“There’s someone coming! Bar the door, Dopey!”
“Settle him now, before he comes to and tells tales!”
“You are right, Dopey. I’ll smother him!” And, saying these fateful words, John seized the pillow and pressed it down over the prostrate man’s face, while his ears were strained to catch any sounds.
There was a loud and insistent knock on the cabin-door, which had been made to withstand the attacks of mountain-lions or any other possible depredators, and the ringing voice of Shoshone said:
“Open! Open, I say! Whoever you are, open the door!”
John made a motion to Dopey to keep still, while he took out his pistol and stood on guard, forgetting, in his peril, to press the pillow down over Morris’ face, while Shoshone, without, again commanded that the door be opened or he would break it down.
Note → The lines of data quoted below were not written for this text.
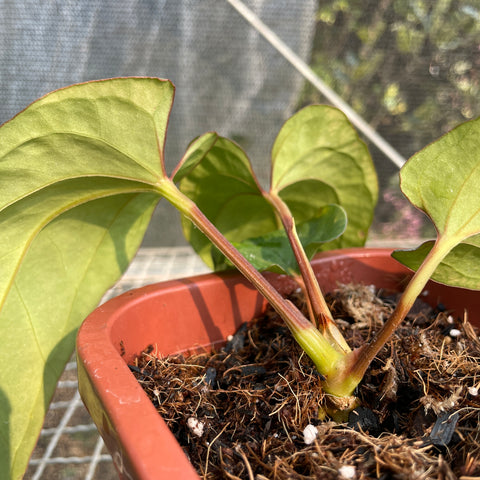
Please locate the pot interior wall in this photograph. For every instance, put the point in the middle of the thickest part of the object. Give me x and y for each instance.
(200, 312)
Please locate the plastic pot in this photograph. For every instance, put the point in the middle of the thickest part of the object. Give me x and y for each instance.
(188, 314)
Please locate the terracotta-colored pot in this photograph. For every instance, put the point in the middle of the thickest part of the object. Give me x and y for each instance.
(181, 315)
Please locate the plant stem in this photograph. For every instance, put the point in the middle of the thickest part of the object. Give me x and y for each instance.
(321, 313)
(325, 356)
(441, 248)
(317, 300)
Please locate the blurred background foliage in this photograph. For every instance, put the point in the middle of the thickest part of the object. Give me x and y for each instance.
(411, 68)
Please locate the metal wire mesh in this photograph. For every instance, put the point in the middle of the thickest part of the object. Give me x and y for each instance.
(69, 446)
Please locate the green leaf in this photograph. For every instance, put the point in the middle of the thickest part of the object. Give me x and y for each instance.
(225, 189)
(79, 173)
(460, 268)
(442, 180)
(273, 251)
(319, 159)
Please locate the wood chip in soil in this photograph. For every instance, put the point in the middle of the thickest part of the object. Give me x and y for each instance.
(244, 411)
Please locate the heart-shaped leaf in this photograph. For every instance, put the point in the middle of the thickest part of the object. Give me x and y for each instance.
(317, 160)
(78, 183)
(442, 180)
(273, 251)
(461, 267)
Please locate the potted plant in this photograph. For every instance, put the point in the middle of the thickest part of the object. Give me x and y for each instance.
(181, 315)
(83, 170)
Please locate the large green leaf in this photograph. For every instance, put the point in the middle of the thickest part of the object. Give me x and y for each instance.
(461, 267)
(78, 183)
(442, 180)
(317, 160)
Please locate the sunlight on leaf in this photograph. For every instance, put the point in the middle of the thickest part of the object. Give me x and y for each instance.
(442, 180)
(318, 159)
(78, 175)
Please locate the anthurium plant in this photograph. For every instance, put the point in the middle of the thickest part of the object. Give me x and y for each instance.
(82, 169)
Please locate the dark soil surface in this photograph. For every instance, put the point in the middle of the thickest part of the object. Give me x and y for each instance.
(246, 411)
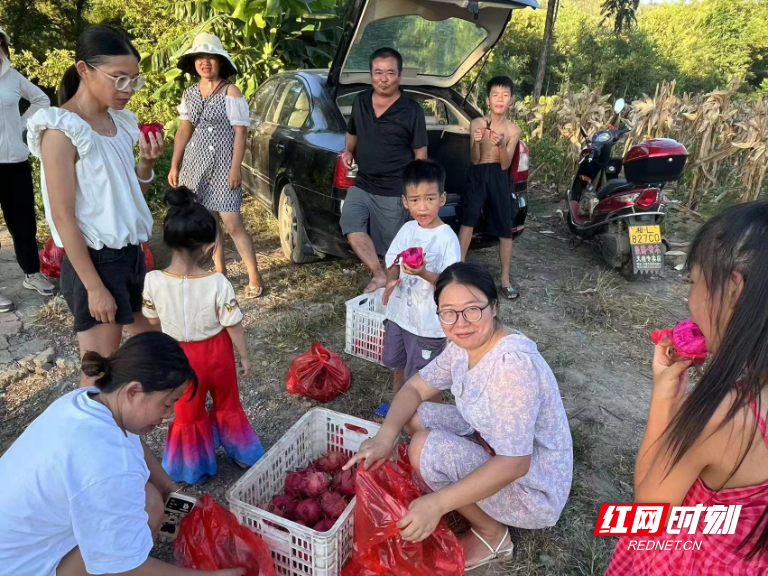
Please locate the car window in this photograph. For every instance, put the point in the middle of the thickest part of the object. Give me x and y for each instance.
(436, 113)
(433, 47)
(294, 108)
(277, 103)
(261, 100)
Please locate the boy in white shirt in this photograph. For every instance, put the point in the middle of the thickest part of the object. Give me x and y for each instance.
(414, 335)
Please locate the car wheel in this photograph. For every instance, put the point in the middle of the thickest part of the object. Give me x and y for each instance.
(293, 238)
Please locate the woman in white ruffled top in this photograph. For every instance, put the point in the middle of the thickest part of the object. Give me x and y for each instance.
(209, 147)
(93, 188)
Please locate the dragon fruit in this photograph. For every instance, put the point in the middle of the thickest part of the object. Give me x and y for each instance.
(332, 504)
(324, 525)
(688, 341)
(331, 462)
(344, 482)
(412, 257)
(308, 512)
(315, 484)
(151, 128)
(283, 506)
(294, 482)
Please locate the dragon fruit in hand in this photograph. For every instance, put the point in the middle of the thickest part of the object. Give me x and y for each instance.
(688, 342)
(412, 257)
(151, 128)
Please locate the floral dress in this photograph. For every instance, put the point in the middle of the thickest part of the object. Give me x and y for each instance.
(511, 399)
(208, 155)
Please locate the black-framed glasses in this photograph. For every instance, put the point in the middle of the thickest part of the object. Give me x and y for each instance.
(122, 83)
(472, 314)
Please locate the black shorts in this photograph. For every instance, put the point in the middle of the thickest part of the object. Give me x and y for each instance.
(490, 188)
(122, 272)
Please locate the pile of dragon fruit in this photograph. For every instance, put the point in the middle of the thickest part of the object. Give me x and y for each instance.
(317, 495)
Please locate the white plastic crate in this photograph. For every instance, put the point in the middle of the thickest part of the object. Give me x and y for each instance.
(365, 327)
(298, 550)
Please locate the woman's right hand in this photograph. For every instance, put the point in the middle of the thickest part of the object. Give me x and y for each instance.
(102, 305)
(670, 377)
(173, 177)
(373, 453)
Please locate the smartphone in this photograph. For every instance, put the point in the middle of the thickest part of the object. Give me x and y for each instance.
(176, 508)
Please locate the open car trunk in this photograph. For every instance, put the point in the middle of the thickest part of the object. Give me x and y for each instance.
(440, 40)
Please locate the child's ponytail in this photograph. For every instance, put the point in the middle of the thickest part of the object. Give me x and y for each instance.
(188, 225)
(153, 359)
(68, 86)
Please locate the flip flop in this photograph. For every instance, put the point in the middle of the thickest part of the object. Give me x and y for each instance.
(381, 411)
(510, 292)
(252, 292)
(496, 553)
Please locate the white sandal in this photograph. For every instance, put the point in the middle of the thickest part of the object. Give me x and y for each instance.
(496, 553)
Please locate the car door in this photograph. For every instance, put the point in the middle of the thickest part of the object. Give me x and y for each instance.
(255, 169)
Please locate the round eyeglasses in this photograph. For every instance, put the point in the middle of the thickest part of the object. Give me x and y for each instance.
(472, 314)
(122, 83)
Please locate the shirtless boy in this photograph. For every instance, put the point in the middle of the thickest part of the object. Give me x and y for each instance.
(492, 147)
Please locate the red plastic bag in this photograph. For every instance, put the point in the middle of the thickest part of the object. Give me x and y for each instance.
(51, 257)
(149, 258)
(383, 497)
(211, 538)
(319, 373)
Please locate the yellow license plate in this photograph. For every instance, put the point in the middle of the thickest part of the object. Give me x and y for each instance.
(645, 235)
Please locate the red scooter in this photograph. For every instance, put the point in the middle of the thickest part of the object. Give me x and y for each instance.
(623, 215)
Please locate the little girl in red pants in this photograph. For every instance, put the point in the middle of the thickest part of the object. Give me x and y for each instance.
(199, 309)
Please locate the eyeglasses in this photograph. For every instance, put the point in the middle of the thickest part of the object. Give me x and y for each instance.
(472, 314)
(122, 83)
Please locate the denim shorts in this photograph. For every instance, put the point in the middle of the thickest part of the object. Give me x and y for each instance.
(121, 270)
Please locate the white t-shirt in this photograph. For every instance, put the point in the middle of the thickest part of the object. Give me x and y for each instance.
(110, 208)
(191, 308)
(73, 479)
(412, 304)
(14, 87)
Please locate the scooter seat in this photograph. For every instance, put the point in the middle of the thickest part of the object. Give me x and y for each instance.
(611, 187)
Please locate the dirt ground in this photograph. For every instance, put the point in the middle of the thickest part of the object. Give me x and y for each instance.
(589, 323)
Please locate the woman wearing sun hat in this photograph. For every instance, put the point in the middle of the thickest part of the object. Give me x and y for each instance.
(210, 144)
(17, 195)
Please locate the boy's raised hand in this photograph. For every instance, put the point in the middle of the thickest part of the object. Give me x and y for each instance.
(497, 138)
(415, 271)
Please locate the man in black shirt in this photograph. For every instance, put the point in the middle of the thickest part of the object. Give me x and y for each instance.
(386, 131)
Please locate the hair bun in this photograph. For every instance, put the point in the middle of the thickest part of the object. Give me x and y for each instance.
(94, 365)
(181, 197)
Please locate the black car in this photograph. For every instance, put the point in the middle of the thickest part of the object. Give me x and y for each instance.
(292, 160)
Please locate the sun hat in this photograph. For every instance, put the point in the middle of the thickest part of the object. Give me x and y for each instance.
(205, 43)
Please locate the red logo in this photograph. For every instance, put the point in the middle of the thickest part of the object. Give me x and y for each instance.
(631, 519)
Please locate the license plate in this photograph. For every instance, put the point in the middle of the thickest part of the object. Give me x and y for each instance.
(644, 235)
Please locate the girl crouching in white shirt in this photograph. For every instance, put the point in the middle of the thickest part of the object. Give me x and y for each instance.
(81, 494)
(93, 189)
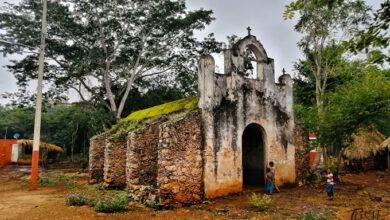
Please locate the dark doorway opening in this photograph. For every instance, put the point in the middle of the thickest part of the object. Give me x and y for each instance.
(253, 156)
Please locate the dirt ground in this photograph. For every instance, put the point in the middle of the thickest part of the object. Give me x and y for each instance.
(368, 193)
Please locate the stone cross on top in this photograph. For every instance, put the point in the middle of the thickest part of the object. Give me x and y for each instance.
(249, 30)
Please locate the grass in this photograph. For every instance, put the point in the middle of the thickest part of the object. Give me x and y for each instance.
(312, 213)
(118, 203)
(260, 201)
(164, 109)
(76, 200)
(141, 118)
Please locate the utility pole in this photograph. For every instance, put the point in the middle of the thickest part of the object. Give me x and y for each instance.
(38, 105)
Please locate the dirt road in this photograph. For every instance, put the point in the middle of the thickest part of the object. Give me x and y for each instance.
(368, 193)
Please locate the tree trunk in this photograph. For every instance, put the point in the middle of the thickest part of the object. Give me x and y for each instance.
(38, 106)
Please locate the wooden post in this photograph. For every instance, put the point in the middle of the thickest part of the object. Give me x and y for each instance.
(38, 105)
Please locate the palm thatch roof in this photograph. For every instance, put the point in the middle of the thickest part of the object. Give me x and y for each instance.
(49, 147)
(386, 143)
(365, 144)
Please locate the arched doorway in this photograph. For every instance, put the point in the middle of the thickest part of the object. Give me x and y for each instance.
(253, 155)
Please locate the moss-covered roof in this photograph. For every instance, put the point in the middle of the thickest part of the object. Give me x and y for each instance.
(143, 117)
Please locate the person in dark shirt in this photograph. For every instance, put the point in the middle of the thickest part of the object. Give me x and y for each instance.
(272, 168)
(269, 181)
John returned to the attack upon Morris, and again pressed the pillow down tightly, intending to finish his work and then, if so be, fight the intruders later.
There was but a short time before the door began to cede to the efforts of Shoshone and Mike, who now forgot his lame ankle, and John saw instantly that his only hope was to pay in audacity for his imprudence, so when Shoshone and Mike entered the hut he had laid one of his pistols on the table, as though that were the only one he had. The pillow had been placed back of the man, and Shoshone came forward, saying sternly:
“So he is here, and you are the men who have murdered him!”
“You are wrong there, Mister. We were riding along when we heard the sound of trouble and dismounted, and came to see what we could do, and found this poor man wounded, and brought him in. While we were doing this, the scoundrels, whoever they were, rode off on our horses with our entire outfit.”
“What is that pistol doing on the table? Is that the kind of medicine you have been giving him?”